Special case: $m = 2$

When there are $m = 2$ variance components such that $\boldsymbol{\Omega} = \boldsymbol{\Gamma}_1 \otimes \boldsymbol{V}_1 + \boldsymbol{\Gamma}_2 \otimes \boldsymbol{V}_2$, repeated inversion of the $nd \times nd$ matrix $\boldsymbol{\Omega}$ per iteration can be avoided and reduced to one $d \times d$ generalized eigen-decomposition per iteration.
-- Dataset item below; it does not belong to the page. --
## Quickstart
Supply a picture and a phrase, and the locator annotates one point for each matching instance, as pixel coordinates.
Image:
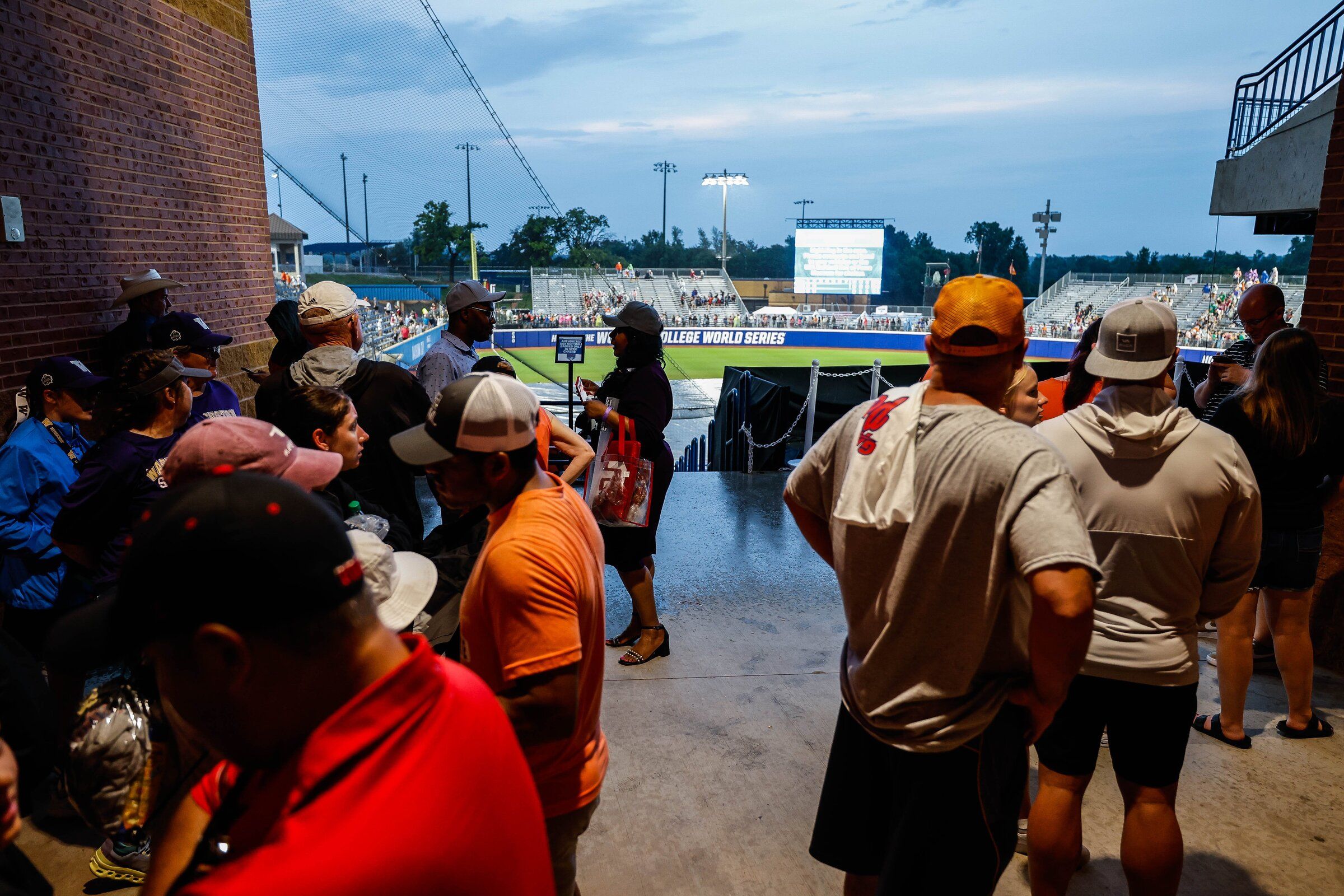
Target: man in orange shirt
(534, 610)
Without loss of generality, if we assume $\boldsymbol{V}_2$ to be positive definite, the generalized eigen-decomposition of the matrix pair $(\boldsymbol{V}_1, \boldsymbol{V}_2)$ yields generalized eigenvalues $\boldsymbol{d} = (d_1, \dots, d_n)^T$ and generalized eigenvectors $\boldsymbol{U}$ such that $\boldsymbol{U}^T \boldsymbol{V}_1 \boldsymbol{U} = \boldsymbol{D} = \text{diag}(\boldsymbol{d})$ and $\boldsymbol{U}^T \boldsymbol{V}_2 \boldsymbol{U} = \boldsymbol{I}_n$. Similarly, if we let the generalized eigen-decomposition of $(\boldsymbol{\Gamma}_1^{(t)}, \boldsymbol{\Gamma}_2^{(t)})$ be $(\boldsymbol{\Lambda}^{(t)}, \boldsymbol{\Phi}^{(t)})$ such that $\boldsymbol{\Phi}^{(t)T} \boldsymbol{\Gamma}_1^{(t)} \boldsymbol{\Phi}^{(t)} = \boldsymbol{\Lambda}^{(t)} = \text{diag}(\boldsymbol{\lambda^{(t)}})$ and $\boldsymbol{\Phi}^{(t)T} \boldsymbol{\Gamma}_2^{(t)} \boldsymbol{\Phi}^{(t)} = \boldsymbol{I}_d$, then the MM updates in each iteration become

\[\begin{aligned} \text{vec}\ \boldsymbol{B}^{(t)} &= [(\boldsymbol{\Phi}^{(t)T}\otimes \tilde{\boldsymbol{X}})^T (\boldsymbol{\Lambda}^{(t)} \otimes \boldsymbol{D} + \boldsymbol{I}_d \otimes \boldsymbol{I}_n)^{-1} (\boldsymbol{\Phi}^{(t)T}\otimes \tilde{\boldsymbol{X}})]^{-1} \\ &\quad \cdot (\boldsymbol{\Phi}^{(t)T}\otimes \tilde{\boldsymbol{X}})^T (\boldsymbol{\Lambda}^{(t)} \otimes \boldsymbol{D} + \boldsymbol{I}_d \otimes \boldsymbol{I}_n)^{-1} \text{vec}(\tilde{\boldsymbol{Y}} \boldsymbol{\Phi}^{(t)}) \\ \boldsymbol{\Gamma}_i^{(t + 1)} &= \boldsymbol{L}_i^{-(t)T}[\boldsymbol{L}_i^{(t)T}\boldsymbol{N}_i^{(t)T}\boldsymbol{N}_i^{(t)}\boldsymbol{L}_i^{(t)}]^{1/2} \boldsymbol{L}_i^{-(t)}, \end{aligned}\]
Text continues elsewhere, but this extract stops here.